I went one step further in my shop for fire prevention as I do weld. I lined the entire shed (double garage) with barn tin. It's tough, easy to clean and fire proof. Chemicals that are combustible are stored at the opposite end of the shop from the welding area and the only recent project that I refused was a rusty fuel tank replacement on my old truck. I didn't want gasoline spilled in the shed when the truck was on a hoist. I ended up sending the truck to scrap just to avoid dealing with leaking fuel.

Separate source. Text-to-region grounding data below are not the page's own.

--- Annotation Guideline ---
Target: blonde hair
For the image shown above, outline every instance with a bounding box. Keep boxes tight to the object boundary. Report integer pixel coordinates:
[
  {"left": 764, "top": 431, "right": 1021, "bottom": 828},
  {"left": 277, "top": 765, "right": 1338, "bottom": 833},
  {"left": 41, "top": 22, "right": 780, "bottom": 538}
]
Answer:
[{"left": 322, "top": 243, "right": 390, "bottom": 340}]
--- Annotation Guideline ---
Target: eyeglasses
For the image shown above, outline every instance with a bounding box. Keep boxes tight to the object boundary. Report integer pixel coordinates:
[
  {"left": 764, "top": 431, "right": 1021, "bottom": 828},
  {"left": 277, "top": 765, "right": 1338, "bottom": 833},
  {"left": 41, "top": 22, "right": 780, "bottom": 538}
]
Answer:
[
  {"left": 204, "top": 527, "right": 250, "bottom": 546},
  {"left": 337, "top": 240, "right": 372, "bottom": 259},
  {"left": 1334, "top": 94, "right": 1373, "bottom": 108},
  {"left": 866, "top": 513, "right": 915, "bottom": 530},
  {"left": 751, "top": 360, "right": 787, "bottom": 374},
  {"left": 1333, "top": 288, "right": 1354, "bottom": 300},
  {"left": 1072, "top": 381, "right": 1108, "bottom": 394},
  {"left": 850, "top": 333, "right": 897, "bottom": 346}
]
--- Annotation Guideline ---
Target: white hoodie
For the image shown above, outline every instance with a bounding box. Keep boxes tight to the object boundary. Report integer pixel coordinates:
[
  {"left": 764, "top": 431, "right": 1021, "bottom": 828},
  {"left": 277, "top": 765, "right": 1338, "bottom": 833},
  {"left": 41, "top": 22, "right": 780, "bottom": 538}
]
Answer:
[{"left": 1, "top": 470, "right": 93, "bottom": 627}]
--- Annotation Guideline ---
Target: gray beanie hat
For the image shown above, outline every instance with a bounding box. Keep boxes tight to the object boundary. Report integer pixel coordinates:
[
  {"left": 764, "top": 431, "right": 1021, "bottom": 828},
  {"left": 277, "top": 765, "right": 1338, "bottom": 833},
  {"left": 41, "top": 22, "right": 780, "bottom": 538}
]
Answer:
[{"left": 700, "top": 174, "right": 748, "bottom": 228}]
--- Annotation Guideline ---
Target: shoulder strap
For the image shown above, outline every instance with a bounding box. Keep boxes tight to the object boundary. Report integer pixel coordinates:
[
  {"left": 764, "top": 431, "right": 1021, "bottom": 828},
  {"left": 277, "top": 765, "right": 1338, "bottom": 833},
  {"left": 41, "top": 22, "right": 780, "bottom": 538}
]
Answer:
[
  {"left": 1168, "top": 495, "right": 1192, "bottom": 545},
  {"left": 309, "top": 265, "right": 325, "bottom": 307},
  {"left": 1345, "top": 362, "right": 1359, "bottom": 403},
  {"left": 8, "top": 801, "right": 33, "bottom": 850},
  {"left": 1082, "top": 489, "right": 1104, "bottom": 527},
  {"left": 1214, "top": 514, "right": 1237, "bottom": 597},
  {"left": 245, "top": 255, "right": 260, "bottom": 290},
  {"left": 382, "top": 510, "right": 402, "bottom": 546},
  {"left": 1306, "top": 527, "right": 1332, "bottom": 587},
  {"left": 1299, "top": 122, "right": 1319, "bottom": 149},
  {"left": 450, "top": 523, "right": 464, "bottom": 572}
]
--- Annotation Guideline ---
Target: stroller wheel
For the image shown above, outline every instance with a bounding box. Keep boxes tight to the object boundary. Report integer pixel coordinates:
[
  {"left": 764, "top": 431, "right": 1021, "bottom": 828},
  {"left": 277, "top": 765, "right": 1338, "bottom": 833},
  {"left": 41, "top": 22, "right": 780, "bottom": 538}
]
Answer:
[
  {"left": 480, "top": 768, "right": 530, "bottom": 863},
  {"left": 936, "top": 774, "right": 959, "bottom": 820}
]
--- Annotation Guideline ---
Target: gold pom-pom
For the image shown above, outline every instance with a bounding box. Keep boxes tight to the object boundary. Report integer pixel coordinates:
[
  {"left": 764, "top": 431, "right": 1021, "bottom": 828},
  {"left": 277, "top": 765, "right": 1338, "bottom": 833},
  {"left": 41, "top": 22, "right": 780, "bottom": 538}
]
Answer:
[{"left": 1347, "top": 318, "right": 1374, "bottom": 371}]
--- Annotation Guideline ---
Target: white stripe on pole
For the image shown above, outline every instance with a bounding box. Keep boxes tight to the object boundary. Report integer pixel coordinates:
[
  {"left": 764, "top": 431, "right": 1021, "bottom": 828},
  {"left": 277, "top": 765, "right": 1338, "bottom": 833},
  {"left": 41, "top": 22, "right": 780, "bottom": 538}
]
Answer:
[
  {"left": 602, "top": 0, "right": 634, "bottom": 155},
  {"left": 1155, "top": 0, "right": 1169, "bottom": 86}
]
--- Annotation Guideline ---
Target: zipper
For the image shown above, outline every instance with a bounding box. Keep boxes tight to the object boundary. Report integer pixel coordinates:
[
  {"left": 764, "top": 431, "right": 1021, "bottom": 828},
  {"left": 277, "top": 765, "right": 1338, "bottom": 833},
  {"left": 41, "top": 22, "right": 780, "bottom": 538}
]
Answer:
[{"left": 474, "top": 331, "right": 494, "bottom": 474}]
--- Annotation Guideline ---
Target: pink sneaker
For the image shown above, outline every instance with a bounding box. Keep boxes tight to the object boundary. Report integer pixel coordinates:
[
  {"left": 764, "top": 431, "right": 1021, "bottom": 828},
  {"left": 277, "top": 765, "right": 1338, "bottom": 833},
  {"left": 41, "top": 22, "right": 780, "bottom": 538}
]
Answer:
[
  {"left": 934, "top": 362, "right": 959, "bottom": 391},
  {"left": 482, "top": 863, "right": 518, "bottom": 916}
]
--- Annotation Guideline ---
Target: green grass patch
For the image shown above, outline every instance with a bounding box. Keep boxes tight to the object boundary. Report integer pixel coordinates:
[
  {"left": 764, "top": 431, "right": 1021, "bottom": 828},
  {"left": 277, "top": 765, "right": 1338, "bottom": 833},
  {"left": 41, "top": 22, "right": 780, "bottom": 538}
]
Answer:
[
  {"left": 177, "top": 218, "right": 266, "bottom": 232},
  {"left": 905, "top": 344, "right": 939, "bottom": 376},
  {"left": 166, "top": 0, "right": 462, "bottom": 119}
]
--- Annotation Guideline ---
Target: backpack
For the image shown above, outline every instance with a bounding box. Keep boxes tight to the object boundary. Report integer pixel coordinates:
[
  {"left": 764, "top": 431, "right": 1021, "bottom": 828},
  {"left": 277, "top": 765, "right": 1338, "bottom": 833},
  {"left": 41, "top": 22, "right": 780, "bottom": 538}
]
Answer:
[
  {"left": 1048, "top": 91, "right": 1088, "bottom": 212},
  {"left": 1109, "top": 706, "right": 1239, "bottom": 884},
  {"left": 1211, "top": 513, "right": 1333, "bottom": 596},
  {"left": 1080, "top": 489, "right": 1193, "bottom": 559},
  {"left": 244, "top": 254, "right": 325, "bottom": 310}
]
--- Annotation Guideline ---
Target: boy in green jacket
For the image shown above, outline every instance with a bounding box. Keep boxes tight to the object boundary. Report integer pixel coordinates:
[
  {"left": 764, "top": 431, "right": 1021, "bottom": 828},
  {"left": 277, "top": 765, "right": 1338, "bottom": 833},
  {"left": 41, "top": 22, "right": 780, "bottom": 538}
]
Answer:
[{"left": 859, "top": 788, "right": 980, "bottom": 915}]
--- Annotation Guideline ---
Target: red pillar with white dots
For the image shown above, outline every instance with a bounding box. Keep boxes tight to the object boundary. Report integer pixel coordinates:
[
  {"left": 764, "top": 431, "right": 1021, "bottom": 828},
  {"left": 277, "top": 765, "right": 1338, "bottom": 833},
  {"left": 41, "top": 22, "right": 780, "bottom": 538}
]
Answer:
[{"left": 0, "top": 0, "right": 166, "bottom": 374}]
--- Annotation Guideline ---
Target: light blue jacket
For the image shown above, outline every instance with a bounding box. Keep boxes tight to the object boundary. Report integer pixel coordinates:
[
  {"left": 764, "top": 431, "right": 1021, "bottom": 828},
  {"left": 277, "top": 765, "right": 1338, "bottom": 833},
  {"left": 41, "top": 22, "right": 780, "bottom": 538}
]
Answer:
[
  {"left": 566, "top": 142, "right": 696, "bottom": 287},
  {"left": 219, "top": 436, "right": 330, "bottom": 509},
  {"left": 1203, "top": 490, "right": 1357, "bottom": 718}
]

I share your concern and I too keep water handy for spot fires. Good plan.


----------



## Michel_Mike_Chaput (Feb 18, 2019)

Nice shop and well organised !


----------



## Kenny Broomfield (Feb 19, 2019)

What Is the black and white checkerboard material made of? Very nice shop.


----------



## deeferdog (Feb 19, 2019)

Thanks for the comments. Ken, the check surface is vinyl floor tiles from Bunnings, a local hardware chain. They are 300 x 300 and cost A$1.63 each. They 











 are made in Taiwan and I imagine they would be available in the US. I liked them because they are pre-glued and very easy to install and sure cover a lot of sins. They have been up for about a month so far and make cleaning up a whole lot easier. This time I kept the back of the workspace free of hanging tools etc. and this is a step forward, the last setup was just a crap trap. A couple of pics thjat may help. Cheers, Peter


----------



## Kenny Broomfield (Feb 21, 2019)

Thank you. That was my assumption but not 100%. Have you had any issues with hot chips melting it?


----------



## deeferdog (Feb 22, 2019)

Not yet, but I mainly machine with coolant running. I would expect that the tiles would be good for quite a few years, any badly damage  could be easily replaced. I suspect that they will probably outlast me. Cheers, Peter.


----------



## dethrow55 (Feb 22, 2019)

nice setup.


----------